An Ohio federal court issued an injunction ordering a Toledo, Ohio pharmacy and two of its pharmacists to dispense opioids and other controlled substances, the Justice Department said today.
In a civil lawsuit filed January 6, 2021 and unsealed in the northern district of Ohio on January 14, 2021, the United States alleges that Shaffer Pharmacy, its pharmacy owner Thomas Tadsen, and pharmacist Wilson Bunton repeatedly dispense opioids and other controlled drugs have substances that violate the law on regulated substances. The complaint alleges that the defendants have been dispensing highly addictive and highly abused prescription opioids over a period of several years, ignoring “red flags” – obvious indications of drug diversion and drug addiction. US District Judge Jack Zouhary granted the government’s motion for a restraining order that was filed with the complaint.
“Federal law requires pharmacists to ensure that the controlled substance prescriptions they fill out are medically legitimate,” said Assistant Attorney General Jennifer B. Dickey of the Department of Justice’s civil division. “The Justice Department will continue to work with the DEA and our law enforcement partners to tackle the opioid crisis by holding accountable pharmacies that are giving up their commitments.”
“The illicit prescribing or dispensing of narcotics by medical personnel is only to worsen the opioid epidemic in North Ohio and increase the number of overdose deaths in our community,” said acting US attorney Bridget M. Brennan for the Northern District of Ohio. “Allegations of misuse of prescriptions remain a priority for this office and offenders should face serious consequences.”

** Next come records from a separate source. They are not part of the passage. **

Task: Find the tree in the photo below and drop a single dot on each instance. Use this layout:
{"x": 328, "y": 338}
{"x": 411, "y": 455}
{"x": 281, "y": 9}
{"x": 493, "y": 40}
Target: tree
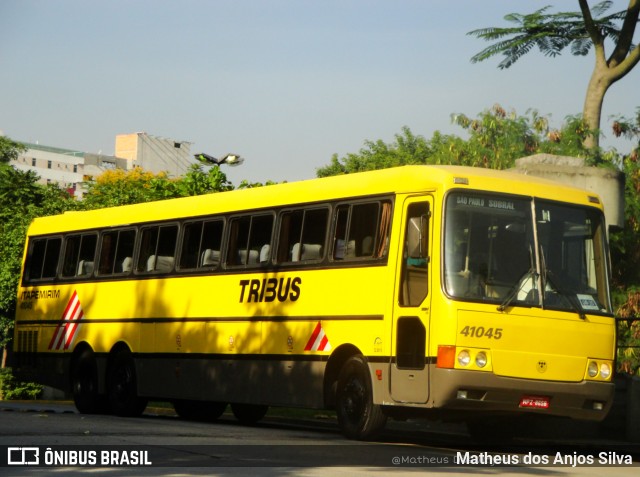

“Controlled substance delivery is a privilege that requires compliance with the law,” said Keith Martin, special agent for the Drug Enforcement Administration (DEA). “DEA is committed to ensuring that those who are committed to complying with our country’s drug laws live up to that responsibility.”
“We continue to face an uphill battle against substance abuse and addiction, and it is unthinkable that a licensed provider could contribute to this growing epidemic,” said Eric B. Smith of the FBI, Cleveland Division, special agent in charge. “Restricting these defendants’ ability to continue filling out prescriptions without medical necessity is an important step. The FBI will continue its efforts to identify and hold accountable any doctor who violates his or her legal obligation not to cause harm to criminal misconduct. “
The complaint alleges that the defendants failed to take the necessary steps to resolve the red flags and ensure the legitimacy of prescriptions prior to completing them. According to court records, the prescriptions submitted by the defendants often concerned heavily abused opioid pain relievers such as oxycodone, hydrocodone, oxymorphone, buprenorphine and fentanyl, often in dangerous combination with other prescription drugs such as benzodiazepines (i.e. sedatives indicated for the treatment of anxiety disorders such as) Xanax) and muscle relaxants (e.g. carisoprodol, also known under the brand name Soma). The complaint seeks civil sanctions and a permanent injunction against the accused.
The allegations made in the complaint are merely allegations that the United States must prove if the case is brought to justice.
The United States will be represented by U.S. Assistant Attorneys Patricia Fitzgerald and Angelita Cruz Bridges for the Northern District of Ohio, and trial attorneys Scott Dahlquist and Maryann McGuire of the Department of Justice’s Consumer Protection Division. This investigation is being conducted by the DEA, the FBI, the Office of the Inspector General of the U.S. Department of Health, the Ohio State Board of Pharmacy, the Ohio Bureau of Workers’ Compensation, and the Ohio Attorney General’s Medicaid Fraud Control Unit.